Google’s Pixel 6 is a triumph, delivering the company’s first in-house chipset. But it’s also falling behind, with multiple updates skipped or delayed, one pulled, and betas for Android 12L missing entirely. It’s not just a matter of bugs — though we’ve been keeping track. Digging through drivers and details, speaking to developers, there’s no smoking gun. But all signs point to the Pixel 6’s biggest strength also being its biggest issue: Tensor.

The Pixel 6 marks the first time Google has opted to skip using Qualcomm hardware in its Pixel phones. Here in the land of Android, Qualcomm is just about a monopoly in the flagship smartphone space (though that could start to change), and every Pixel to date has used the company’s chips, just as all its prior Nexus phones since the Galaxy Nexus have. With the rise of 5G, though, we’ve heard that Qualcomm’s prices are increasing, and that previously-easy decision is now proving more difficult to justify — though I suspect Google’s plans to roll its own chipset go back further than that.

The chip in the Pixel 6 and 6 Pro goes by the name “Tensor,” and Google designed it in collaboration with Samsung. Based on how much it seems to share with Samsung’s existing Exynos products, it might be more apt to say Google had some input, adding a couple custom processing units (for AI workloads and photos) on top of what seemed to be an Exynos reference design and modem — “semi-custom,” as Anandtech puts it. And Samsung’s involvement could be making an impact.

Samsung’s own chipset struggles

Custom CPU core designs are a hot topic, and at one point, they were tied with “better” products, but these days even Qualcomm’s Kryo chips are just lightly modified ARM reference designs. (Qualcomm still brands them with custom names, but when I spoke to hardware engineers at the recent Snapdragon Summit, the only model numbers that came out of mouths were ARM reference cores.) Samsung System LSI, the division of the company behind Samsung’s silicon efforts, tried to take on Apple and Qualcomm with its custom “Mongoose” cores that powered Exynos chipsets for years. But in 2019, the company downsized its CPU branch, giving up on custom CPU designs.

The company euphemistically said it was a change made to stay “competitive” in the global market, but the simple truth is by 2019, ARM reference core designs were pretty good, and developing good custom silicon is getting much harder. Samsung just wasn’t up to the challenge: Its Exynos chips were slow, hot, and inefficient compared to Qualcomm’s. It might have been a sad day for those hoping Samsung could turn things around, but nothing of value was lost. Rumors claim Samsung might try custom CPUs again in the future, but it’s used stock ARM reference designs for the last few years — soon to be augmented by the fruits of a GPU partnership with AMD.

Now, being bad at hardware doesn’t mean Samsung System LSI was also bad at software, but given its struggles, I’d wager if Samsung couldn’t design good cores for its own chipsets, it probably had some trouble supporting them at a driver level as well.
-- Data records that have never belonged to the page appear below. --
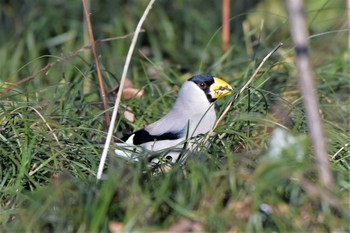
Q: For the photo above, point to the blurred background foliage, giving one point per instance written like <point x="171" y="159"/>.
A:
<point x="247" y="183"/>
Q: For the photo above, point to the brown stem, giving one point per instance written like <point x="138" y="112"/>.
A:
<point x="98" y="68"/>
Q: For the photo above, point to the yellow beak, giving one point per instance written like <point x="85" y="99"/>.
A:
<point x="220" y="88"/>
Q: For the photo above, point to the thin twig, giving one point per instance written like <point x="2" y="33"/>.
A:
<point x="59" y="60"/>
<point x="308" y="89"/>
<point x="97" y="62"/>
<point x="242" y="89"/>
<point x="225" y="25"/>
<point x="119" y="94"/>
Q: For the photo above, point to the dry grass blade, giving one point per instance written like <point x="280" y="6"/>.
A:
<point x="119" y="94"/>
<point x="98" y="68"/>
<point x="59" y="60"/>
<point x="307" y="88"/>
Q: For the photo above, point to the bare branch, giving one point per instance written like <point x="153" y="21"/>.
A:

It’s all about architecture

If you don’t know how the Android stack works, the simplified version is that there’s a kind of layered cake between the app-cherries on top and the hardware plate of the phone, translating everything up and down several different pipelines to show you TikTok videos of cats sneezing.

Image via Google.

The Android architecture works as pictured here. The bits a user sees, scrolls, and taps all live above that top Application Framework layer. Down at the bottom are the actual hardware drivers and HAL (hardware abstraction layer) that allow your apps and the system components talk to the hardware. These drivers (and sometimes HALs) are usually part of the so-called BSP, or board support package, that a chipset maker delivers to a phone manufacturer.

All the parts in between abstract this relationship, make it more secure, and optimize it, so the right instructions are sent to the right places. These drivers are usually provided by the hardware vendor, and though the most important bits are almost always closed-source and proprietary (meaning, not publicly documented at a source-code level), partners sometimes have access to source to help fix issues they run into.

In the case of Tensor, it’s likely that most of those drivers at the bottom are provided by Samsung. Nolen Johnson, DirectDefense inc. Hardware security consultant and developer relations manager at Lineage OS, tells us that in a “diff analysis” of the modem drivers (comparing code between two versions), The Pixel 6’s Tensor is nearly 1:1 identical with other Exynos 5123 modem drivers. Andrei Frumusanu, formerly of Anandtech, publicly confirmed that basically everything in Tensor, excluding the TPU (the “Tensor processing unit” that handles AI workloads) and ISP (Image Signal Processor, used for video and photos), is a Samsung hardware design. (It doesn’t really matter for this discussion, but Google may also be using a hardware accelerator for zram swap which Samsung leaves disabled.)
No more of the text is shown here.